The praise for the odes has continued almost unabated since their initial publication. René Costa, in his 1979 study of Neruda's works, mentions that some early critics did complain that the trivial subjects were not appropriate for the solemn form of the ode. The objects glorified—from flowers to fruit to clothes—seemed too trivial to be thus lauded. With Neruda's fourth volume of odes, Costa also explains, some readers began to become concerned with what seemed to be the sameness of the odes, with their similar form and subject matter of the concrete things of daily existence. However, as might be expected of a great artist, just as the public began to tire of the odes, Neruda produced a new and very different work, the complex and politically infused Estravagario (1959).

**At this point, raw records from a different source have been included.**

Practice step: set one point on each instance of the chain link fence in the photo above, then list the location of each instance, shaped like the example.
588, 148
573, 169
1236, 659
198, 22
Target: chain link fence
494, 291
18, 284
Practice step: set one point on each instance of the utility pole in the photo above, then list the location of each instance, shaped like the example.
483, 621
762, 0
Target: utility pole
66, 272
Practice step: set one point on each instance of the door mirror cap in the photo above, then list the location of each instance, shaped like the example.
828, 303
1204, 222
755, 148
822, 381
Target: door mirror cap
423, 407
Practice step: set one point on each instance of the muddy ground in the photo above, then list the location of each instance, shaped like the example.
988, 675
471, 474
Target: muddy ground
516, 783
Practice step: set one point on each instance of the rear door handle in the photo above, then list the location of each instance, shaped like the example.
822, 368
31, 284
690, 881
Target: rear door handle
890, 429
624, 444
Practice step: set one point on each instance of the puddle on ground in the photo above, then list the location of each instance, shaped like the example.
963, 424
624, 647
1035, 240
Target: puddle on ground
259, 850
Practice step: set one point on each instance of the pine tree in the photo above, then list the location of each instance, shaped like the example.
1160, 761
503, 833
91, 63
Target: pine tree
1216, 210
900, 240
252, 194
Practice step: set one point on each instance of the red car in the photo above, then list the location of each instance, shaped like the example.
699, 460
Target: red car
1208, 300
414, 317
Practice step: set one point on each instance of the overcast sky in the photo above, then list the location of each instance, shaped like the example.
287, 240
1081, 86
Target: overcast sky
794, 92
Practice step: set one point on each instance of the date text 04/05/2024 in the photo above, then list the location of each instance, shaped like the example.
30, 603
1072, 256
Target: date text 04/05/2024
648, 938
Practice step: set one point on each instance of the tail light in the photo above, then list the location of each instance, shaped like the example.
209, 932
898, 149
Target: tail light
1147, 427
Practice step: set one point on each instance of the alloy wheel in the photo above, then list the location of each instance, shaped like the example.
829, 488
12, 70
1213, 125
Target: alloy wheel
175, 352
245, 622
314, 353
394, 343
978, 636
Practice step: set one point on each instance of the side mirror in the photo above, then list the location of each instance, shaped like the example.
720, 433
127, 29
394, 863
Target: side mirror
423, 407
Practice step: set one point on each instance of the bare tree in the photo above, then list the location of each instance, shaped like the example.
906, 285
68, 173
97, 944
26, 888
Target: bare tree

All of Neruda's poetry has received tremendous critical attention in Spanish, and the odes are no exception. There has been less scholarly work done on them in English, but the many collections of Neruda's odes that have been published in English are an indication of their popularity. The release of the feature film Il Postino in 1996, about Neruda's stay on a small Italian island during his political exile and its effect on the humble villager who delivered his mail to him, raised interest in Neruda's poetry, including the odes. There are at least five collections of Neruda's odes translated in English, including Odes to Common Things, translated by Kenneth Krabbenhoft (1994); Fifty Odes, translated by George D. Schade (1997); Selected Odes of Pablo Neruda, translated by Margaret Sayers Peden (1990); Neruda's Garden: An Anthology of Odes (1995); and Odes to Opposites (1995).
Critics writing in English have admired the odes for the immediacy, simplicity, and unaffected beauty of the poems. Margaret Agosin remarks on the odes' perfect melding of theme and form. Fernando Alegría says that with the odes Neruda "inject[s] his readers the joy of living which springs from a profound understanding of the inner miracle of reality." And Salvatore Bizzarro comments on the odes' high lyricism. There have been no in-depth treatments of "Ode to My Socks'' in English, but the critics who have remarked on the poem briefly see it as a fine example of Neruda odic art, with its vivid images, gentle philosophizing, whimsical tone, and concern for the beauty and utility in the everyday.